Активность пилсудчиков развивалась на фоне усилившейся в Германии антипольской кампании. В январе 1933 г. в Берлине и Данциге члены НСДАП и «Стальной шлем» (националистический союз бывших фронтовиков мировой войны) организовали массовые антипольские манифестации под лозунгом «Данциг остается немецким»[1010]. Не отрезвил правящие круги Польши и приход к власти гитлеровцев. Напротив, установление нацистской диктатуры в Германии Пилсудский и его ближайшее окружение рассматривали как важную для себя положительную перемену.
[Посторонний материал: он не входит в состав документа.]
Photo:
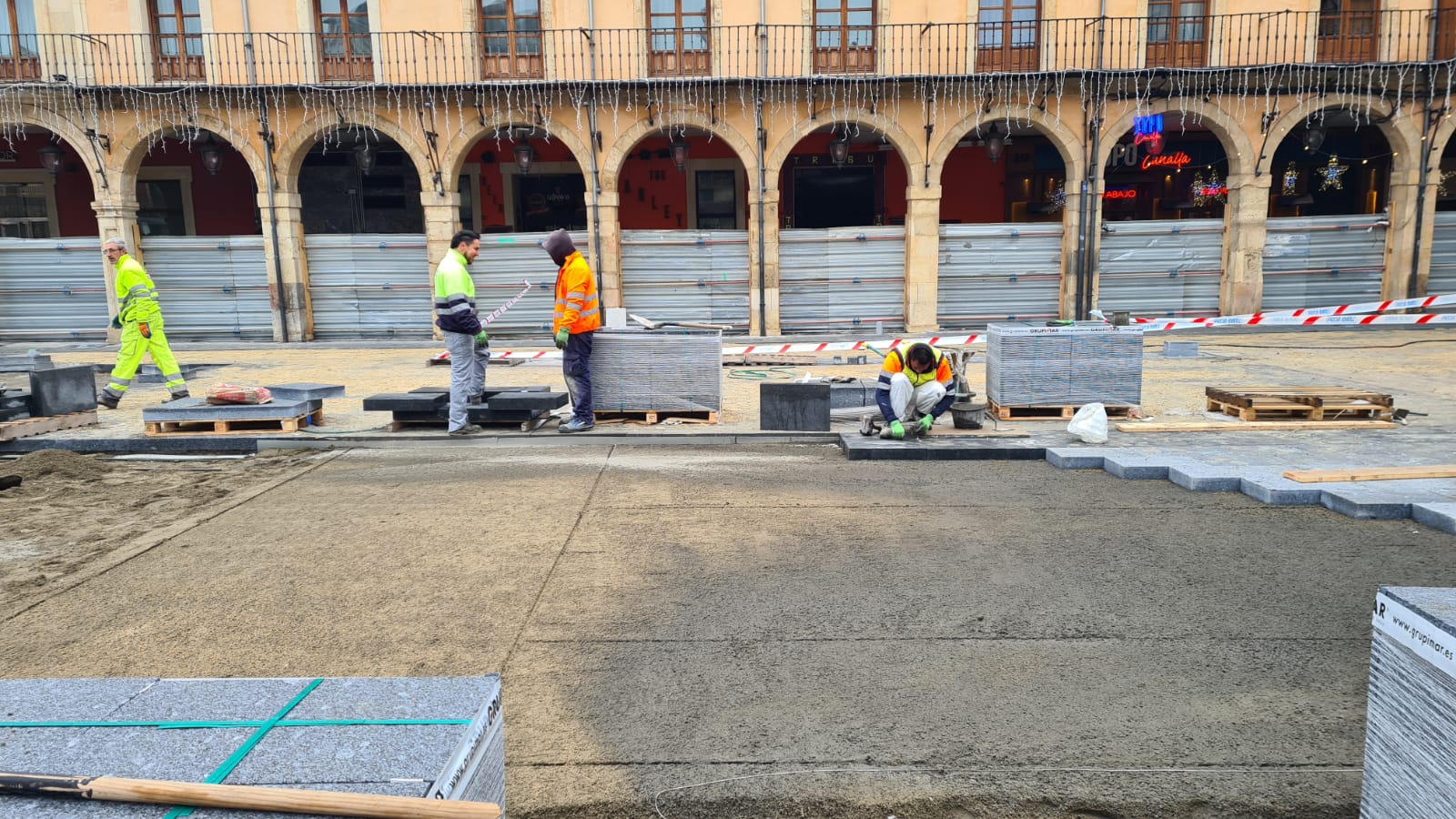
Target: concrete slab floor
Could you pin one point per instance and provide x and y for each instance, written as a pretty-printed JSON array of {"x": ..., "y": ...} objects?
[{"x": 775, "y": 632}]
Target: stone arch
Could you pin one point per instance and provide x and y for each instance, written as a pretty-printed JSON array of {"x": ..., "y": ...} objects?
[
  {"x": 295, "y": 149},
  {"x": 905, "y": 146},
  {"x": 623, "y": 143},
  {"x": 1400, "y": 133},
  {"x": 460, "y": 143},
  {"x": 1237, "y": 145},
  {"x": 70, "y": 131},
  {"x": 140, "y": 140},
  {"x": 1067, "y": 143}
]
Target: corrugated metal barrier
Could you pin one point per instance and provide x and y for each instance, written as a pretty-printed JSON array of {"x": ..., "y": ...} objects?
[
  {"x": 693, "y": 276},
  {"x": 504, "y": 261},
  {"x": 1317, "y": 261},
  {"x": 1443, "y": 259},
  {"x": 994, "y": 273},
  {"x": 370, "y": 286},
  {"x": 210, "y": 286},
  {"x": 842, "y": 278},
  {"x": 53, "y": 288},
  {"x": 1168, "y": 267}
]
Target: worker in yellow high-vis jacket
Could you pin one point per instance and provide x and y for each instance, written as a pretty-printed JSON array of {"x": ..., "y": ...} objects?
[{"x": 138, "y": 317}]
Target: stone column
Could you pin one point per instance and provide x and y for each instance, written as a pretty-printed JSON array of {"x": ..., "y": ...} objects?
[
  {"x": 441, "y": 223},
  {"x": 922, "y": 258},
  {"x": 608, "y": 261},
  {"x": 764, "y": 292},
  {"x": 288, "y": 264},
  {"x": 116, "y": 219},
  {"x": 1241, "y": 290},
  {"x": 1400, "y": 238}
]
Польские правящие круги еще в 1932 г. полагали, что утверждение власти нацистов будет длительным процессом, и в их интересах ослабление германо-польской напряжённости[1011]. Газета «Exspress Poranny» писала 24 ноября 1932 г.: «Польша, лишенная до сих пор соответствующих кредитных предложений на международном рынке, нашла бы их скорее в случае прихода к власти правительства Гитлера в Германии». Польша может «с полным спокойствием относиться к возможности триумфа Гитлера»[1012].
Выражением этих взглядов стал прочитанный 18 марта 1933 г. в Познани доклад польского сенатора Т. Кательбаха, в котором он заявил, что в Германии на смену умирающему прусскому национализму, опирающемуся на авторитет Гинденбурга, идет новый национализм. Для австрийца Гитлера главной внешнеполитической задачей является аншлюс, отметил сенатор, и, «может, в скором времени Берлин станет “пограничным городом”, а его место займёт другой город, переименованный в “Гитлербург”?» «Гитлер, – заметил Кательбах, – понимает опасность агрессии против Польши и не пойдет на неё»[1013].
7.2. Начало германо-польского сотрудничества и крах «Восточного Локарно»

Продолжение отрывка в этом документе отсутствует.